A growing number of Japanese companies are ramping up intelligence gathering as Japan finds itself increasingly vulnerable to rising tensions between the United States and China.
On January 29, the Financial Times reported that Suntory, Hitachi and Mitsubishi Chemical, among others, from industries less vulnerable to geopolitical turmoil, have hired risk managers in recent months and set up new ones. positions and a dedicated team to catch up with more politically sensitive peers.
The move by Japanese companies to strengthen their risk management capabilities comes as investors call for greater disclosure of their responses and preparedness to emergencies, the conflict between Russia and Ukraine, supply chain disruptions caused by the epidemic, and China-U.S. disputes over Taiwan. tensions intensified.
Japanese companies often face the dilemma of how to comply with changing regulations in the world's two largest economies, said Kyohei Yabu, research manager at the Japan External Trade Organization.
“The risk of Japanese companies being caught in the middle is growing,” he said.
A September report by consultancy PwC Consulting found that nearly a third of listed Japanese companies with sales of more than 500 billion yen ($3.9 billion) mentioned "geopolitics" in their annual reports , compared with 11% a year ago.

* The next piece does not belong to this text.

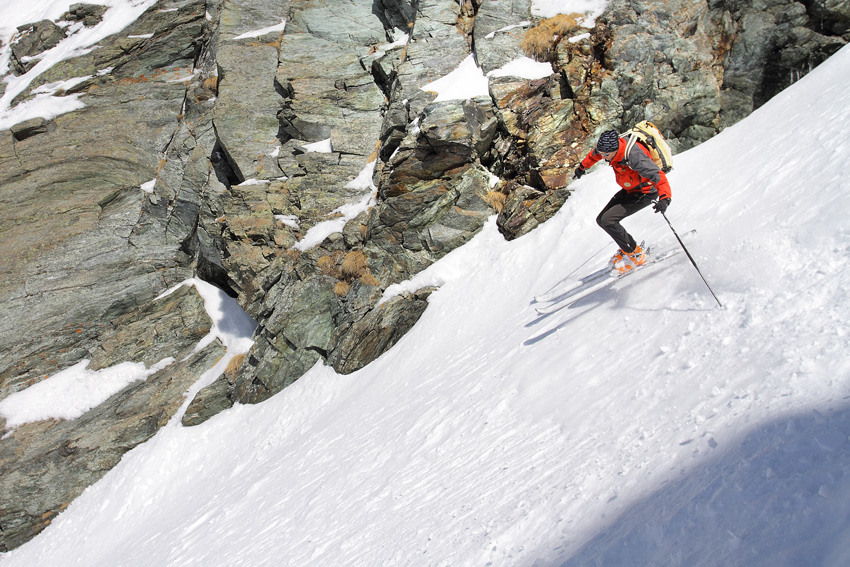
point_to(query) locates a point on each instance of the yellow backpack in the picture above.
(650, 137)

"Compared with U.S. and European firms, Japanese firms are slower to respond to economic security and geopolitical risks," said Kazuhide Ueno of law firm TMI Associates.
In addition, Kazuhide Ueno also said: "For investors, corporate safety measures have become the standard for judging a company's value like ESG (environmental, social and governance)." According to his research, this fiscal year in the annual report The number of Japanese companies mentioning "economic security" more than doubled to 27 from 11 the previous year.